A small island could be influenced by houses of worship. “Stories move people, right? And we know that pastors are very, very effective public speakers,” said Erum Sattar, a lecturer at Tufts University and a former Harvard Law Visiting Fellow of The Program on Law and Society in the Muslim World. “They can get to your heart and they can motivate action.”

Alison Higgins, city of Key West sustainability coordinator, has lived in Key West more than 20 years and can only recall one local church who has been vocal about climate changes. 

That doesn’t mean it isn’t on their minds, though. “There’s no concern about flooding at this site, not at 11 feet above sea level,” said Reverend John Baker about the Basilica St. Mary Star of the Sea, one of the largest and oldest places of worship in Key West. “But if there’s a storm surge, it doesn’t matter if you’re 11, or 20, feet above sea level, you don’t know what’s gonna happen.”

Climate Central analysis has shown that half of the Basilica site will be at risk from flooding by 2070. The entire area will be subject to at least 1% annual flooding risk by 2080. By century’s end, the likelihood of flooding for the more than 200-year-old church property will increase 10-fold.

Baker’s led the only Catholic church on the island for 14 years. He’s less worried about flood risk at the church, and more about the consequences of climate change for the region. Although he’s quick to cite Pope Francis’s 2015 encyclical, a landmark document Credit with driving faith-based environmental action, Baker doesn’t believe it’s his role to engage his congregation on the need for climate action. 

“I talk about Jesus Christ. And that’s why people come here. To discuss something that’s a controversial issue, you’re not bringing people together,” Baker said. “It’s best to not touch it because of that divisiveness,” he added. 

A new study published in Environmental Research Letters found that over the last five years, a majority of U.S. Catholic bishops have been “nearly silent and sometimes even misleading,” in their official messaging to parishioners about climate change and the pope’s encyclical.

But a member of the Basilica St. Mary Star of the Sea’s congregation, Callahan, from the food bank, doesn’t think local government is doing enough to prepare for climate change, especially for the groups that need it most. 

“Climate change is the 800-pound gorilla that the county is trying to ignore,” Callahan said. “But they have finally, most recently, at least, started looking at it.”

The city’s preparing an adaptation plan for vulnerable infrastructure, like the low-lying roads and historic buildings already enduring flooding, which they expect to be ready by 2023. They’re also collaborating with the U.S. Navy to map flood patterns by tracking high tide as it moves through the island. 

“I think it’s kind of a good thing that we have been getting our feet wet once in a while,” said city sustainability coordinator Higgins. “You’re learning to live with that water because that’s what you’re going to have to do if this community is going to survive.”

Higgins hopes that more religious sanctuaries will be involved in their adaptation and mitigation plans. “They’re an incredibly trusted messenger,” she said.
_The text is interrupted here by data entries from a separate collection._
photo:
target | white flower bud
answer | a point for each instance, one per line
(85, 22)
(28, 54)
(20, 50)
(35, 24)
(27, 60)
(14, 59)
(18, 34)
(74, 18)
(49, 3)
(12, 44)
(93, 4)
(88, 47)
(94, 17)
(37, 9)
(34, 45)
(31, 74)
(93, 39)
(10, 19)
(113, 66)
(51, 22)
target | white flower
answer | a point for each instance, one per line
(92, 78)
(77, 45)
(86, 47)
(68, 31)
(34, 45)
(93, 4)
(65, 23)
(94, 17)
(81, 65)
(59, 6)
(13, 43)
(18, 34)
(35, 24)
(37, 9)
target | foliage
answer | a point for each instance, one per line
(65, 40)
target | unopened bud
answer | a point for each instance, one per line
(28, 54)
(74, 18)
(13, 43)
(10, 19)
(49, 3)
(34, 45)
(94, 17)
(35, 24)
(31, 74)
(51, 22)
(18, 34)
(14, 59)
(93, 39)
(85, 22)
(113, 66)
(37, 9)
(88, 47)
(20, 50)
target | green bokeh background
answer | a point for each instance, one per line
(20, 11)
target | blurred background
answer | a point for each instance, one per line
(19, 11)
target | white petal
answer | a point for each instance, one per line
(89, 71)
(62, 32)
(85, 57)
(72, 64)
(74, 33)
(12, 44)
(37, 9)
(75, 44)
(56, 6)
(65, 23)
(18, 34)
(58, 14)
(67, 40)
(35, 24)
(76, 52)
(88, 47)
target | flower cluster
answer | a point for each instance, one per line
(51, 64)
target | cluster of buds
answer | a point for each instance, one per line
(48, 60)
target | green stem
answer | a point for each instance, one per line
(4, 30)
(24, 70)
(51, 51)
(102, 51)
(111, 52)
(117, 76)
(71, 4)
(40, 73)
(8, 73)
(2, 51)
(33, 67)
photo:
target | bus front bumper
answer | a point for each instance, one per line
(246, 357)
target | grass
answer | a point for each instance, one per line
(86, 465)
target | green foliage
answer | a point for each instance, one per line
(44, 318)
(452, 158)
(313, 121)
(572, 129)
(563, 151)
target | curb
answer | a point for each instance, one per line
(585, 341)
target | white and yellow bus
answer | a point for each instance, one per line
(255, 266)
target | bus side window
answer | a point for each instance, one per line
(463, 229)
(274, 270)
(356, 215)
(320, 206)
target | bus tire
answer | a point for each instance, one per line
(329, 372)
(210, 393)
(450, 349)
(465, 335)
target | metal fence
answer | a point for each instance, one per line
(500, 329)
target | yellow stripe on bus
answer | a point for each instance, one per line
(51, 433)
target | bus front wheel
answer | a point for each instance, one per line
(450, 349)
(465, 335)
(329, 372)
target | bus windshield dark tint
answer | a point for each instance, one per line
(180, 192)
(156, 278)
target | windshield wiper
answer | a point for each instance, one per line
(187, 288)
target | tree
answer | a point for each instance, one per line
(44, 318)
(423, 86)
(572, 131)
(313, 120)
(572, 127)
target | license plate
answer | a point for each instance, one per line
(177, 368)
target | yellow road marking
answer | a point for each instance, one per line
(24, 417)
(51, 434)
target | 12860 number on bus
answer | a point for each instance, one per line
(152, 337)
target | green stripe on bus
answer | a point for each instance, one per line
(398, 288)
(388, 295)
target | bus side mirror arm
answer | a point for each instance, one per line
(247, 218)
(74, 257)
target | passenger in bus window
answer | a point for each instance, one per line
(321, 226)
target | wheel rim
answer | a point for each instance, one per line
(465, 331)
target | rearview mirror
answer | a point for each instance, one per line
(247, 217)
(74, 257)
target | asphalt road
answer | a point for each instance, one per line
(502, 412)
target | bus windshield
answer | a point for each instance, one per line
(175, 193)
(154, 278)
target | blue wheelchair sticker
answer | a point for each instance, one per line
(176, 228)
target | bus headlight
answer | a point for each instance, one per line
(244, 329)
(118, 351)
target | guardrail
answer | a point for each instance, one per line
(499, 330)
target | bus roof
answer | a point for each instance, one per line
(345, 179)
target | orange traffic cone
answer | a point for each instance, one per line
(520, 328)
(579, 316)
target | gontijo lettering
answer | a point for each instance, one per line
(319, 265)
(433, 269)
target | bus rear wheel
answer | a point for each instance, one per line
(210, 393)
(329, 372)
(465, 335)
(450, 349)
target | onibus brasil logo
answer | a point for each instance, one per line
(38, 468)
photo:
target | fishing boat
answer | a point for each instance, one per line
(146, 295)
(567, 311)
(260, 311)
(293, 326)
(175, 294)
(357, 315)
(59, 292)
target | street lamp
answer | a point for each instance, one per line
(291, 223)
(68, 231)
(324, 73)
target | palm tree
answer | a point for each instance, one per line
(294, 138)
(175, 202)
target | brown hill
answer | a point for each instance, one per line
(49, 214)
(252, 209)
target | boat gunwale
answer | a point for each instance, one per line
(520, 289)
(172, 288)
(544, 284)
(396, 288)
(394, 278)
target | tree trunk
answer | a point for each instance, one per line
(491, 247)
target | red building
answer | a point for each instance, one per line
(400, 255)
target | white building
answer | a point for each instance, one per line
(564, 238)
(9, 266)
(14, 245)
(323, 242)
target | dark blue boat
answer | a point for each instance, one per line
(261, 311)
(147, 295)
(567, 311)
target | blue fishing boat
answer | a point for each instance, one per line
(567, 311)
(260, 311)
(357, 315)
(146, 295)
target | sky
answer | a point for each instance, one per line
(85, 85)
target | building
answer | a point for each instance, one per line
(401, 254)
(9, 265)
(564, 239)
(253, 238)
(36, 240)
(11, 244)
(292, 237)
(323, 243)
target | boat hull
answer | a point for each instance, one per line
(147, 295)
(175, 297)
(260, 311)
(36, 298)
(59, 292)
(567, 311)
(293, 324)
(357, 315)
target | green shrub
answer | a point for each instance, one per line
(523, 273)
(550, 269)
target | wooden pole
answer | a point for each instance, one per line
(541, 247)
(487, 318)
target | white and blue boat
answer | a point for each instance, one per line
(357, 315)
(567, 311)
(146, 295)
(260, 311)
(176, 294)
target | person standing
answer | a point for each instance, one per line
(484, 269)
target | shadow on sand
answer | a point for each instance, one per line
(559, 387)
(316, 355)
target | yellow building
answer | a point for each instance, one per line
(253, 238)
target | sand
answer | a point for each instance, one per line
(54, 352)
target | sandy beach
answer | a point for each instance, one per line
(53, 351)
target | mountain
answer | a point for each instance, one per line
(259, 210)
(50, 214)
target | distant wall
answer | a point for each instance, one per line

She sees these collaborations as an opportunity for local places to worship to help amplify support for such initiatives. This includes everything from encouraging their congregations to participate in ongoing projects to planning events to promote them. 

“They can call me anytime to come and talk to them about how we can work together.” 

In the meantime, some faith leaders like Mote, from St. Paul’s Episcopal, are taking the moral call to environmental action more urgently. Mote is a disaster chaplaincy specialist, providing spiritual guidance to people affected by a crisis like a hurricane. He also trained other clergy members in how to be first responders. 

“We are called to be on the ground in the wake of a disaster,” Mote said. “What about our role in addressing the factors that are leading to the increase of these disasters?”